Minggu, 06 September 2015

Bakat Maling ya

Makassar, 5 September 2015. Disela sela pelaksanaan Kejurnas Reajatenis Sulsel-4 dilapangan tenis Karebosi Makassar, sempat berbincang bincang dengan rekan tenis di Makassar yang aktip bermain tenis. Nasarudin namanya, petenis daroi Pertamina Makassar.
Ada satu pertanyaan yang disampaikan adalah masalah tidak diberikannya hadiah uang kepada pemenang turnamen nasiona yunior. Dikemukakan kalau orangtua telah keluarkan uang banyak untuk putra dan putrinya berlatih tenis maupun ikut serta turnamen yang tentunya cukup besar nilainya.
Akibat adanya ketentuan dari PP Pelti di peraturan Turnamen Diakui Pelti (TDP) yang tentunya mengacu kepada aturan yang dibuat oleh badan tenis dunia atau ITF. Ketentuan oleh ITF tentunya berdasarkan penelitian selama ini. Jelas jelas dalam ketentuan tersbut disebutkan tidak diperkenankan memberikan hadiah uang dalam bentuk apapun kepada pemenang kecuali barang.
" Apakah kita mau melanggar aturan yang telah baku? ". Ini pertanyaan yang diberikan kepadanya. Tentunya setuju agar tidak boleh dilanggar. Kalau ada pelanggaran dan dikethi oleh Pelti seharusnya trnamen tersebit dicabut pengakuannya selaku TDP.
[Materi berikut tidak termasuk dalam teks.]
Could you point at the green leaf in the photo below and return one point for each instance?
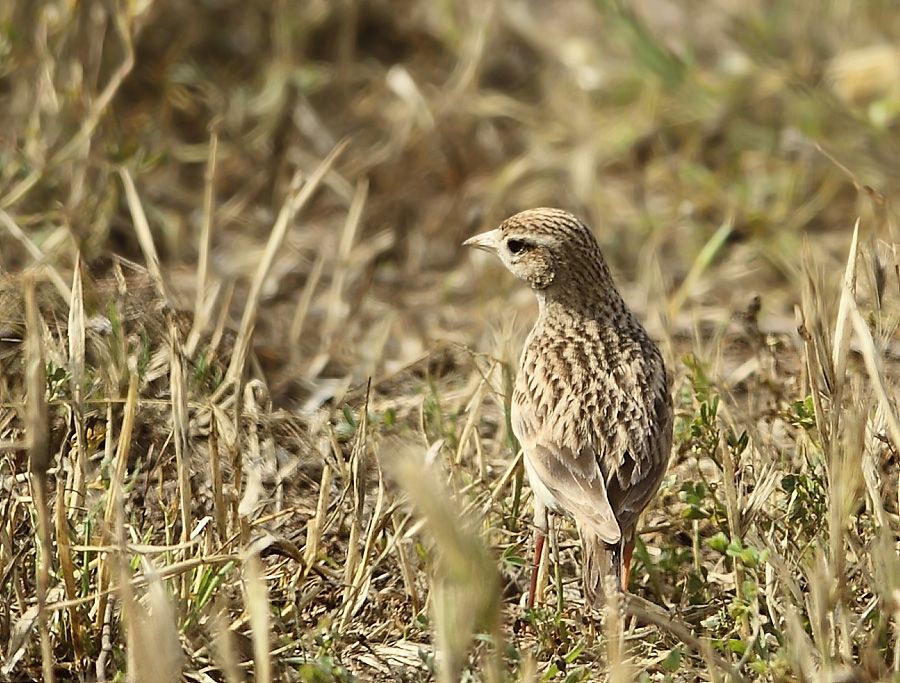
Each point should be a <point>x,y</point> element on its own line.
<point>672,660</point>
<point>719,542</point>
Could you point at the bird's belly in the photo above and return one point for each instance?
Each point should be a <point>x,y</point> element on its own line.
<point>541,493</point>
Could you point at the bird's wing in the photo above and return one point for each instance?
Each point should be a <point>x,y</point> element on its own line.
<point>600,444</point>
<point>578,487</point>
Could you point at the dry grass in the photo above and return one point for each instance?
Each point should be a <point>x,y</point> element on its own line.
<point>254,398</point>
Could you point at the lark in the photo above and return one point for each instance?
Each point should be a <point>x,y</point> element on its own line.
<point>591,406</point>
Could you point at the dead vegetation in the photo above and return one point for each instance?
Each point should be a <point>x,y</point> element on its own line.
<point>254,396</point>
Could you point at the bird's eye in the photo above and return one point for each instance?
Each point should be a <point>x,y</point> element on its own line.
<point>516,246</point>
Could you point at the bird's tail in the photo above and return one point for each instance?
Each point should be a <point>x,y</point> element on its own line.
<point>601,567</point>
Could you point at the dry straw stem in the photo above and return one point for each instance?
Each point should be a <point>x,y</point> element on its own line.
<point>36,254</point>
<point>256,602</point>
<point>144,235</point>
<point>180,428</point>
<point>76,335</point>
<point>120,465</point>
<point>37,429</point>
<point>201,310</point>
<point>465,587</point>
<point>295,201</point>
<point>647,612</point>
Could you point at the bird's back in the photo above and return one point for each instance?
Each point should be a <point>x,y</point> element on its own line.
<point>592,392</point>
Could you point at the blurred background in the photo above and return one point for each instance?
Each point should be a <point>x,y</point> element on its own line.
<point>715,136</point>
<point>721,150</point>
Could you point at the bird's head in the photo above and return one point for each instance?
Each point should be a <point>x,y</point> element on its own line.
<point>545,248</point>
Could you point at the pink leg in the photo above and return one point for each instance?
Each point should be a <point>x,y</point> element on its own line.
<point>626,564</point>
<point>540,534</point>
<point>539,537</point>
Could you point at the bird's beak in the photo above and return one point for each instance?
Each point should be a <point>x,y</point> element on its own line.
<point>489,241</point>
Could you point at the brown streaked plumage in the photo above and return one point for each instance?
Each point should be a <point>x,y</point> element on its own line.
<point>591,406</point>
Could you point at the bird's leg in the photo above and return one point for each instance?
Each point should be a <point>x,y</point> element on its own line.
<point>557,568</point>
<point>627,552</point>
<point>540,533</point>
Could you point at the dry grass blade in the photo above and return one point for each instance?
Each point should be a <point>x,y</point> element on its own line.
<point>465,585</point>
<point>292,205</point>
<point>336,305</point>
<point>76,335</point>
<point>224,646</point>
<point>841,327</point>
<point>35,253</point>
<point>180,429</point>
<point>117,477</point>
<point>144,234</point>
<point>876,374</point>
<point>257,603</point>
<point>316,526</point>
<point>37,428</point>
<point>154,648</point>
<point>647,612</point>
<point>201,311</point>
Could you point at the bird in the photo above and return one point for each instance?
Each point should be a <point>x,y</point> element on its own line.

Sayapun memberikan keterangan dampak dari beberapa penyelenggara sering melanggar ketentuan tersebut sehingga bisa berdampak negatip dalam kenyataannya..Sangat disayngkan sekali kalau pelaku pelanggaran justru dari " oknum" pengurus Pelti setempat. Kemudian sayapun kemukakan selama ini beberapa daera pelaksana turnamen diaku Pelti secara sembunyi sembunya berikan prze money kepada pemenang TDP Nasional yunior. Salah satunya adalah muncul inisiatip datang ( mayoritas) dari kalangan pelatih. Kenapa ? Karena untuk segi marketing bagi pelatih. Jika anak asuhannya juara maka merupakan promosi bagi dirinya..

Sayapun cerita saat itu  terapkan agar seluruh peserta TDP Nasional kelompok yunior agar dilampiri dengan fotocopy akte kelahiran dari seluruh TDP Nasional tersebut. Dalam waktu 6 bulan maka diketemukan sekitar 35 petenis yunior memalsukan akte kelahirannya. Dan diumumkan mealui SMS ke nomer2 petenis ataupun pelatih dan orangtua yang tercatat didalam HP saya. " Ini ada sekitar 5.000 nomor peteni dari Aceh sampai Papua. Hukumannya cukup ampuh karena so pasti akan malu."

Kemudian saya ceritakan kembali saat orangtua bersama pelatihnya yang berasal dari kot suci di Jawa Tengah datang kepada saya di sekretariat PP Pelti untuk minta ampun dan membujuk agar anaknya bisa diampuni. Sayapun bersikeras kalau anaknya yang dikatakan berbakat oleh orangtuanya maka saya katakan memang putra anda itu berbakat tetapi  bakat maling. "Lebih baik putra anda berhenti jangan main tenis. Ini racun bagi pertenisan kita." ujar saya begitu keras. Bahan sayapun katakan anaknya bisa diampuni tetapi orangtuanya harus bersedia masuk penjara karena sudah memalsukan dokumen negara (akte kelahiran). Kita harus keras dalam membina atlet tersebut, janganlah memanjakan atlet yunior tetapi didiklah dengan disiplin tinggi.

1 komentar:

Unknown mengatakan...

Setuju pak Ferry, ini adalah level pendidikan dasar bahwa penbangunan moral dan mental anak2 bangsa justru baru saja dimulai dari sini. Memalsukan umur adalah penipuan, curang, bohong dan memberi jalan kepada anak-anak untuk menghalalkan segala cara pada saat menjadi dewasa. Dan ternyata orang-tualah yang berperan.